(Adds portfolio manager quote, updates prices)
* TSX down 126.4 points, or 0.94 percent, to 13,356.22
* Nine of TSX’s 10 main groups lower
By Fergal Smith
TORONTO, Nov 10 (Reuters) - Canada’s main stock index retreated after weak Chinese inflation data added to concern about the outlook for global growth, putting pressure on energy and materials stocks.
And Valeant Pharmaceuticals Inc fell more than 5 percent after chief executive Mike Pearson said that cutting ties with a controversial specialty pharmacy would hurt Valeant’s dermatology business in the short term.
At 11:13 am ET (1613 GMT), the Toronto Stock Exchange’s S&P/TSX composite index fell 126.4 points, or 0.94 percent, to 13,356.22.
Of the index’s 10 main groups, nine were in negative territory.
The energy group retreated 0.9 percent despite a bounce in crude oil.
A report by the U.S. IEA said oil was unlikely to return to $80 a barrel before the end of the decade, despite cuts in investment, as annual demand growth struggles to top 1 million barrels per day.

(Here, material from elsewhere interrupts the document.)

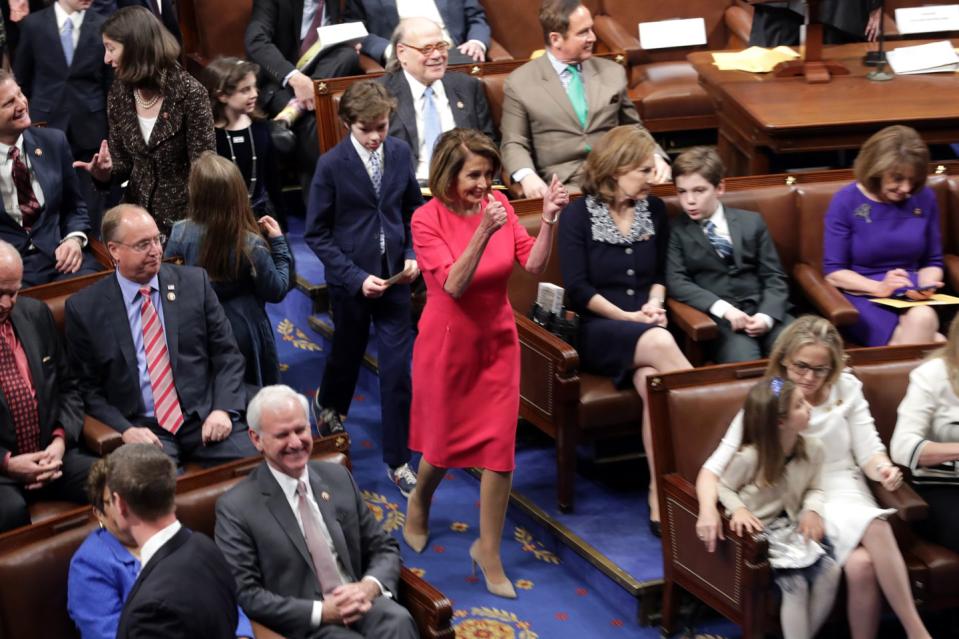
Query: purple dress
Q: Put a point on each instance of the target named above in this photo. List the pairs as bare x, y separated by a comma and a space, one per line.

“That adds to the overall negative mood for the TSX, said Shailesh Kshatriya, director for Canadian strategies at Russell Investments Canada. “The oversupply story, they don’t expect that to go away any time soon.”
Brookfield Asset Management rose 1.6 percent after its offer for Australian stevedoring and rail company Asciano Ltd was narrowly eclipsed by a rival offer from Qube Holdings Ltd.

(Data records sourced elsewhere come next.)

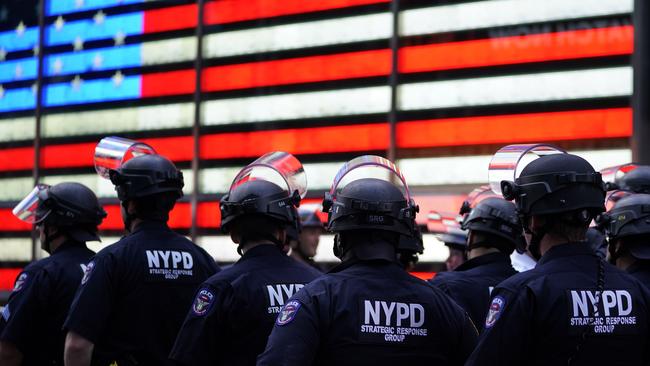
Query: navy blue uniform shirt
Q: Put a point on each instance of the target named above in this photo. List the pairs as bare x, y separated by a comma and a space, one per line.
135, 294
234, 310
641, 271
538, 317
39, 303
471, 283
370, 313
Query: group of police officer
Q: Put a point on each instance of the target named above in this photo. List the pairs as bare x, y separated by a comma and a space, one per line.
156, 298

The materials group retreated 1.5 percent, under pressure from weakness in base and precious metal prices, while the financials group fell 0.4 percent.
Adding to the negative backdrop for energy stocks, the U.S. rejection last week of the Keystone XL pipeline has given oxygen to green groups that focus on keeping the most carbon-intensive fossil fuels in the ground before they even are burned.
U.S. crude prices were up 1.5 percent to $44.53 a barrel, while Brent crude added 0.8 percent to $47.58.
Gold futures fell 0.2 percent to $1,085.7 an ounce.